Journal of Hematology & Thromboembolic Diseases
Open Access

FceR1g negative NK-cells (g-nNK) enhance antibody dependent cellular cytotoxicity and in vivo efficacy of therapeutic monoclonal antibodies against hematologic malignancies

Webinar on 2^nd European Congress on Hematology

January 24-25, 2022 | Webinar

Austin Bigley

VP Director of Research and Development, Indapta Therapeutics, USA

Scientific Tracks Abstracts: J Hematol Thrombo Dis

Abstract :

Monoclonal antibodies (mAbs) are a central component of therapy for hematologic malignancies. Widely used mAb agents in multiple myeloma (MM) include daratumumab and elotuzumab. However, not all patients respond to these agents and resistance is a significant clinical issue. A recently discovered subset of human NK-cells lacking expression of FcR1 (“g-NK cells”) was found to have a multi-fold increase in antibody-dependent effector functions after CD16 crosslinking. In this study, we tested the capacity of g-NK cells to enhance efficacy of therapeutic mAbs against MM. In vitro, we found that that g-NK cells have strikingly superior anti-myeloma cytotoxicity compared to conventional NK-cells (cNK) when combined with daratumumab or elotuzumab (~6-fold, p<0.001). In addition, g-NK cells naturally expressed minimal surface CD38 and SLAMF7, reducing incidence of therapeutic “fratricide”. In tumor-naïve murine models, g-NK persistence in blood, spleen, and bone marrow was markedly improved (>90%) relative to cNK cells over 31 days (p<0.001).
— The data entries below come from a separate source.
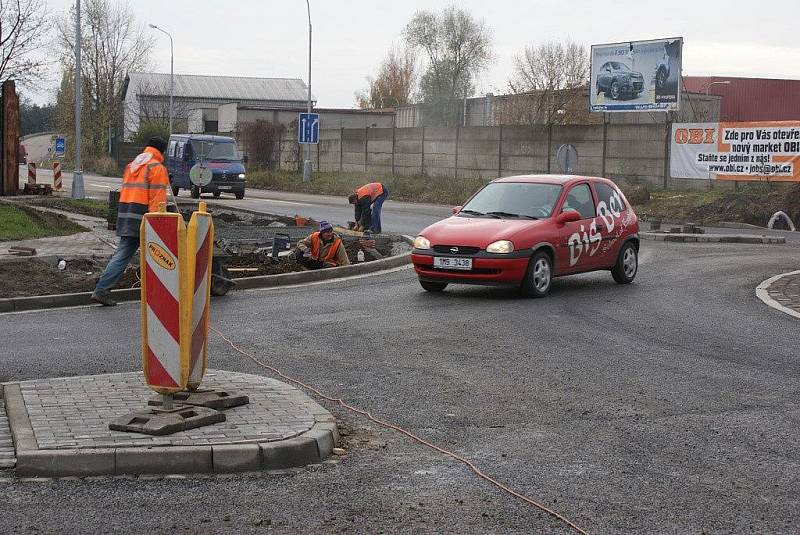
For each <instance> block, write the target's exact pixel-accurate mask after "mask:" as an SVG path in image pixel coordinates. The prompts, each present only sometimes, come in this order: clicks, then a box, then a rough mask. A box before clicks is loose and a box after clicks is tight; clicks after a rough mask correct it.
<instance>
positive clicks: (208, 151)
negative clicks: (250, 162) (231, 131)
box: [192, 139, 241, 161]
mask: <svg viewBox="0 0 800 535" xmlns="http://www.w3.org/2000/svg"><path fill="white" fill-rule="evenodd" d="M192 152H193V153H194V154H193V156H194V158H195V159H196V160H200V159H206V160H225V161H239V160H241V158H240V157H239V151H238V150H236V143H232V142H230V141H222V142H219V141H198V140H196V139H193V140H192Z"/></svg>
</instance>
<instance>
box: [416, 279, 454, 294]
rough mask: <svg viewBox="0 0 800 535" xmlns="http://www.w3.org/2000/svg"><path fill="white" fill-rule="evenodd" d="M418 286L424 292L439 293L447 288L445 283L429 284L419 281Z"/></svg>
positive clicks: (422, 281)
mask: <svg viewBox="0 0 800 535" xmlns="http://www.w3.org/2000/svg"><path fill="white" fill-rule="evenodd" d="M419 285H420V286H422V288H423V289H424V290H425V291H426V292H441V291H442V290H444V289H445V288H447V283H446V282H431V281H423V280H421V281H419Z"/></svg>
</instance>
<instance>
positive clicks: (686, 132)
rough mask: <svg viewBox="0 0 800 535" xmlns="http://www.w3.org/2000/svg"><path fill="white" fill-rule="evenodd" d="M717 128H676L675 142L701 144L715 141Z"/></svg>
mask: <svg viewBox="0 0 800 535" xmlns="http://www.w3.org/2000/svg"><path fill="white" fill-rule="evenodd" d="M716 131H717V130H716V129H715V128H678V129H676V130H675V143H678V144H680V145H684V144H686V143H688V144H690V145H699V144H701V143H714V133H715V132H716Z"/></svg>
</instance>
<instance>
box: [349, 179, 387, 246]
mask: <svg viewBox="0 0 800 535" xmlns="http://www.w3.org/2000/svg"><path fill="white" fill-rule="evenodd" d="M387 197H389V188H387V187H386V184H381V183H380V182H370V183H369V184H364V185H363V186H361V187H360V188H358V189H357V190H356V191H355V193H353V194H352V195H350V196H349V197H348V198H347V200H348V202H349V203H350V204H355V205H356V206H355V218H356V226H355V227H354V230H367V229H369V230H370V231H372V232H373V233H376V234H378V233H380V232H381V208H383V201H385V200H386V198H387Z"/></svg>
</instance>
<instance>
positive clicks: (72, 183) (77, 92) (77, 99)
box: [72, 0, 86, 199]
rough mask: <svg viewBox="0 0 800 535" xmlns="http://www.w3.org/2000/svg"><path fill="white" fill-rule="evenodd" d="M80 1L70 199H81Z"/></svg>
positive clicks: (76, 4)
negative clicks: (70, 198) (74, 150)
mask: <svg viewBox="0 0 800 535" xmlns="http://www.w3.org/2000/svg"><path fill="white" fill-rule="evenodd" d="M81 83H82V82H81V0H77V2H75V170H74V171H73V172H72V198H73V199H83V198H85V197H86V191H85V190H84V187H83V169H82V168H81Z"/></svg>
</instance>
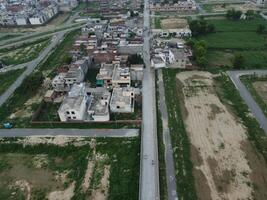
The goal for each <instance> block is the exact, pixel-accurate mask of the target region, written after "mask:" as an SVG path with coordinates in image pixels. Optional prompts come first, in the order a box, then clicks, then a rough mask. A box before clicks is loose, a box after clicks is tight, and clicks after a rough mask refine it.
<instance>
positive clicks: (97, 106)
mask: <svg viewBox="0 0 267 200" xmlns="http://www.w3.org/2000/svg"><path fill="white" fill-rule="evenodd" d="M86 93H87V95H88V108H87V120H88V121H97V122H104V121H109V119H110V115H109V102H110V96H111V94H110V92H109V91H108V90H107V89H106V88H103V87H101V88H100V87H98V88H86Z"/></svg>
In vivo efficacy studies showed the combination of daratumumab and g-NK cells led to a >99% tumor reduction (by flow cytometry analysis) as compared to the combination of daratumumab and cNK cells (p<0.001). Moreover, treatment with daratumumab and g-NK cells led to complete elimination of myeloma burden in 5 of 7 mice. Collectively, these results underscore the unique ability of g-NK cells to potentiate the activity of therapeutic mAbs and overcome limitations of current “off-the-shelf” NK-cell therapies, without the need for cellular irradiation or genetic engineering.

Biography :

Austin Bigley is the V.P. Director of Research & Development at Indapta Therapeutics where he developed the donor screening and cellular expansion protocols for Indapta’s g-NK cell platform. Austin has been extensively published in the NK-cell space over the past 12 years and has worked with major players, such as Dr. Nina Shah and Dr. Katy Rezvani at M.D. Anderson Cancer Center in Houston, TX. Austin’s primary research goal is to harness adaptive NK-cell responses for cancer immunotherapy against a variety of hematologic malignancies and solid tumors. In addition to his work in cancer immunotherapy, Austin was the first to demonstrate that NK-cell anti-tumor activity is elevated during exercise recovery and that NK-cell activity is impaired during spaceflight.